Het lichaam van de mens

Het lichaam van de mens is de bron van zijn behoeften, zijn streven naar groei, volwassenheid en voortplanting.

Ons lichaam is deel van deze wereld, en verkocht onder de zonde.

Romeinen 7:14-25
Wij weten immers, dat de wet geestelijk is; ik echter ben vlees, verkocht onder de zonde. Want wat ik uitwerk, weet ik niet; want ik doe niet wat ik wens, maar waar ik een afkeer van heb, dat doe ik. Indien ik nu wat ik niet wens, toch doe, stem ik toe, dat de wet goed is. Doch dan bewerk ik het niet meer, maar de zonde, die in mij woont. Want ik weet, dat in mij, dat wil zeggen in mijn vlees, geen goed woont. Immers, het wensen is wel bij mij aanwezig, maar het goede uitwerken, kan ik niet. Want niet wat ik wens, het goede, doe ik, maar wat ik niet wens, het kwade, dat doe ik. Indien ik nu datgene doe, wat ik niet wens, dan bewerk ik het niet meer, maar de zonde, die in mij woont. Zo vind ik dan deze regel: als ik het goede wens te doen, is het kwade bij mij aanwezig; want naar de inwendige mens verlustig ik mij in de wet Gods, maar in mijn leden zie ik een andere wet, die strijd voert tegen de wet van mijn verstand en mij tot krijgsgevangene maakt van de wet der zonde, die in mijn leden is. Ik, ellendig mens! Wie zal mij verlossen uit het lichaam dezes doods? Gode zij dank door Jezus Christus, onze Here! Derhalve ben ik zelf met mijn verstand dienstbaar aan de wet Gods, maar met mijn vlees aan de wet der zonde.
Romeinen 8:10
Indien Christus in u is, dan is wel het lichaam dood vanwege de zonde, maar de geest is leven vanwege de gerechtigheid. En indien de Geest van Hem, die Jezus uit de doden heeft opgewekt, in u woont, dan zal Hij, die Christus Jezus uit de doden opgewekt heeft, ook uw sterfelijke lichamen levend maken door zijn Geest, die in u woont.
2 Korinthiërs 5:1-8
Want wij weten, dat, indien de aardse tent, waarin wij wonen, wordt afgebroken, wij een gebouw van God hebben, in de hemelen, niet met handen gemaakt, een eeuwig huis. Want hierom zuchten wij: wij haken ernaar met onze woonstede uit de hemel overkleed te worden, als wij maar bekleed, en niet naakt, zullen bevonden worden. Want wij, die nog in een tent wonen, zuchten bezwaard, omdat wij niet ontkleed, doch overkleed willen worden, opdat het sterfelijke door het leven worde verslonden. God is het, die ons juist daartoe bereid heeft en die ons de Geest tot onderpand gegeven heeft. Daarom zijn wij te allen tijde vol goede moed, ook al weten wij, dat wij, zolang wij in het lichaam ons verblijf hebben, ver van de Here in den vreemde zijn — want wij wandelen in geloof, niet in aanschouwen — maar wij zijn vol goede moed en wij begeren te meer ons verblijf in het lichaam te verlaten en bij de Here onze intrek te nemen.

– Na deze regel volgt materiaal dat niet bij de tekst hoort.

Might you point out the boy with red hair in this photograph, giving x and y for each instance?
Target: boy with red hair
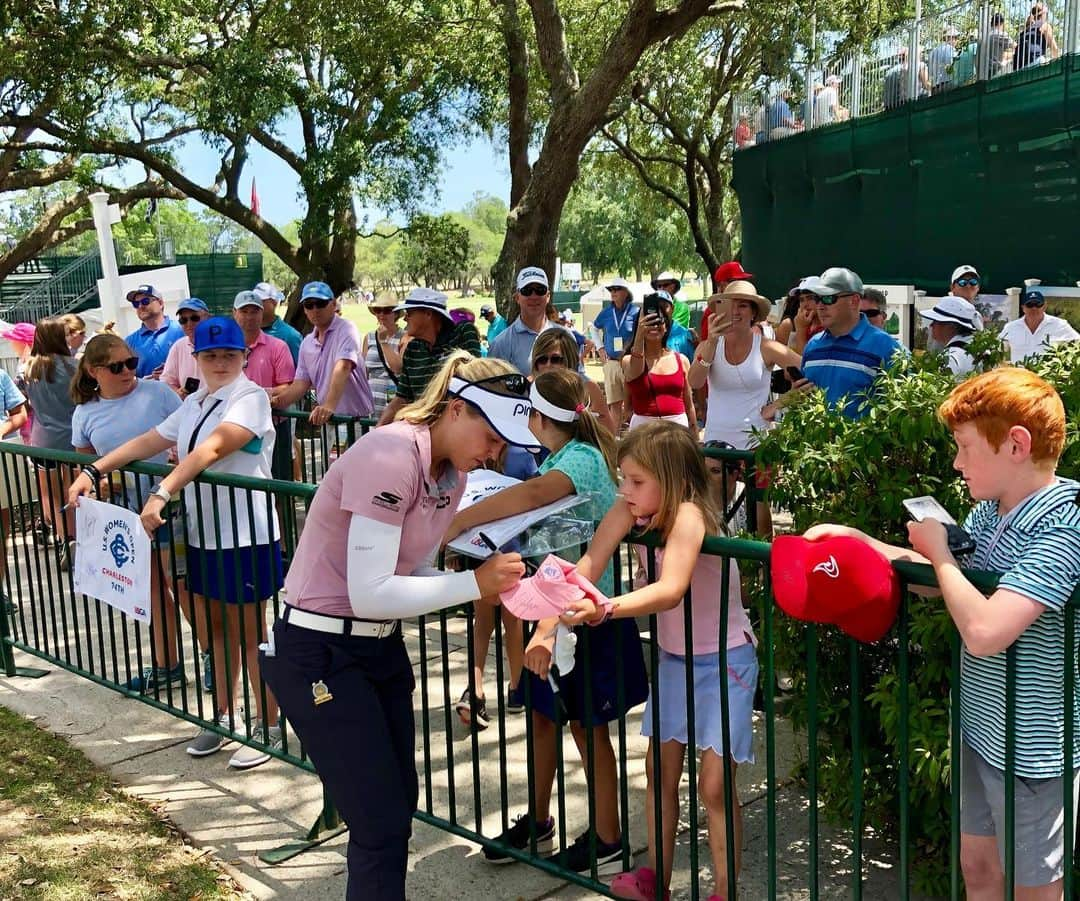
(1009, 427)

Wellicht is ook dat de betekenis van Davids uitroep: hij weet hoezeer zijn ziel beïnvloed wordt door zijn zondig lichaam.

Psalmen 119:25
Mijn ziel kleeft aan het stof, maak mij levend naar uw woord.

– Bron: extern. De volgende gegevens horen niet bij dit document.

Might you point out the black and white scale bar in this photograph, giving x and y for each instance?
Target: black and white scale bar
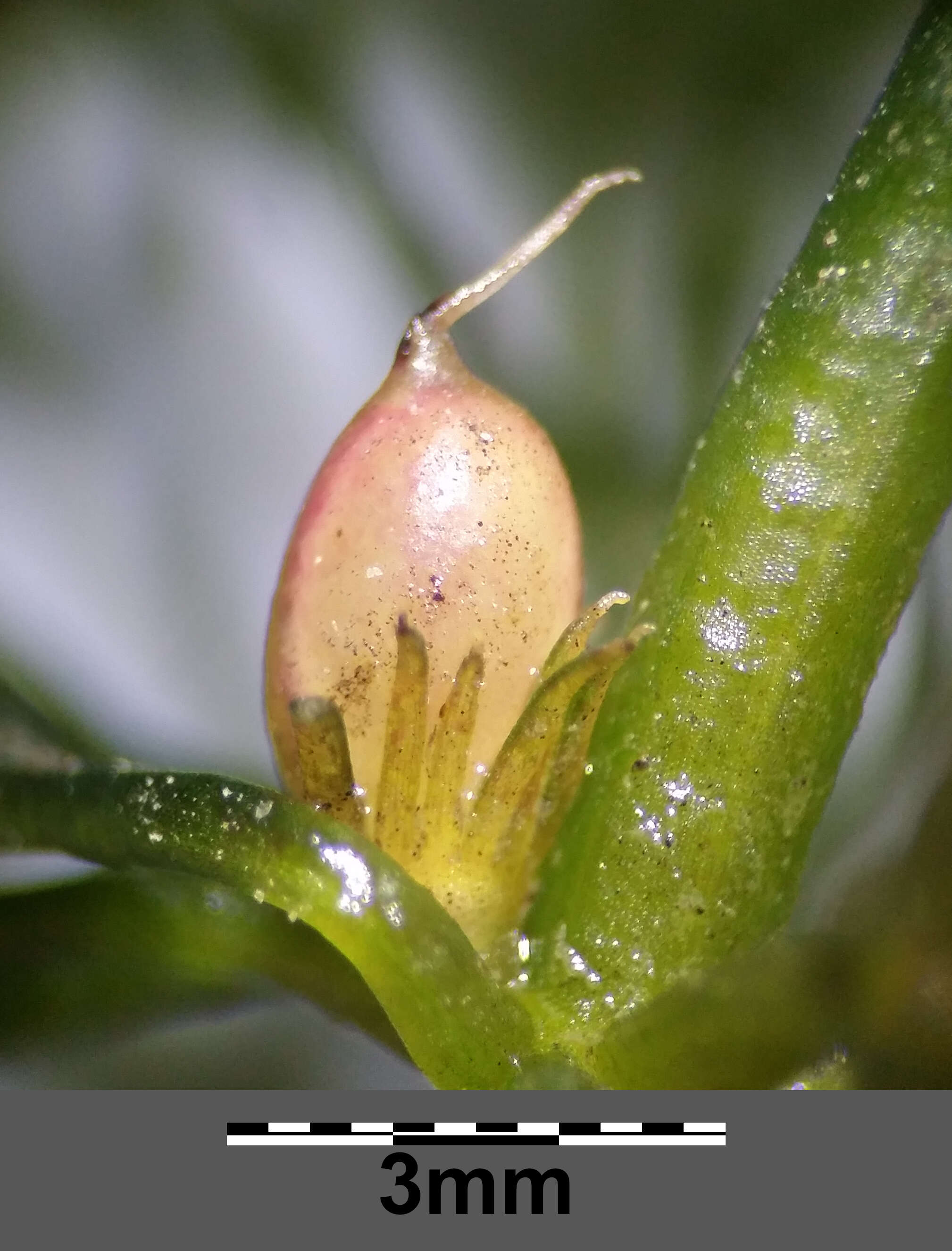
(469, 1134)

Pas bij de wedergeboorte zal het lichaam van de Christen verlost worden.

Romeinen 8:11
En indien de Geest van Hem, die Jezus uit de doden heeft opgewekt, in u woont, dan zal Hij, die Christus Jezus uit de doden opgewekt heeft, ook uw sterfelijke lichamen levend maken door zijn Geest, die in u woont.

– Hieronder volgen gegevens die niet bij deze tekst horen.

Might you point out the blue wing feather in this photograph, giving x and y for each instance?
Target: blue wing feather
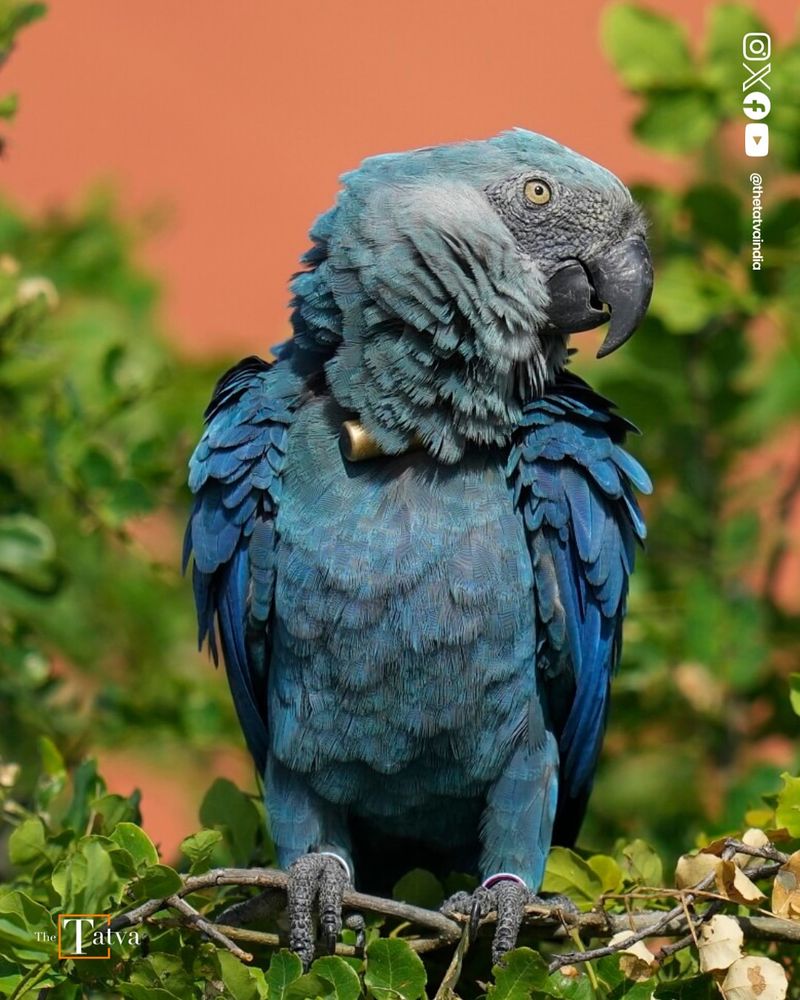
(575, 485)
(235, 476)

Een beeld voor het lichaam is in het Nieuwe Testament de buik.

Romeinen 16:18
Want zulke lieden dienen niet onze Here Christus, maar hun eigen buik, en misleiden door hun schoonklinkende en vrome taal de harten der argelozen.
Filippenzen 3:19
Hun einde is het verderf, hun God is de buik, hun eer stellen zij in hun schande, zij zijn aardsgezind.
Titus 1:12
Iemand uit hun kring, hun eigen profeet, heeft gezegd: Leugenaars zijn de Kretenzen altijd, beesten en vadsige buiken.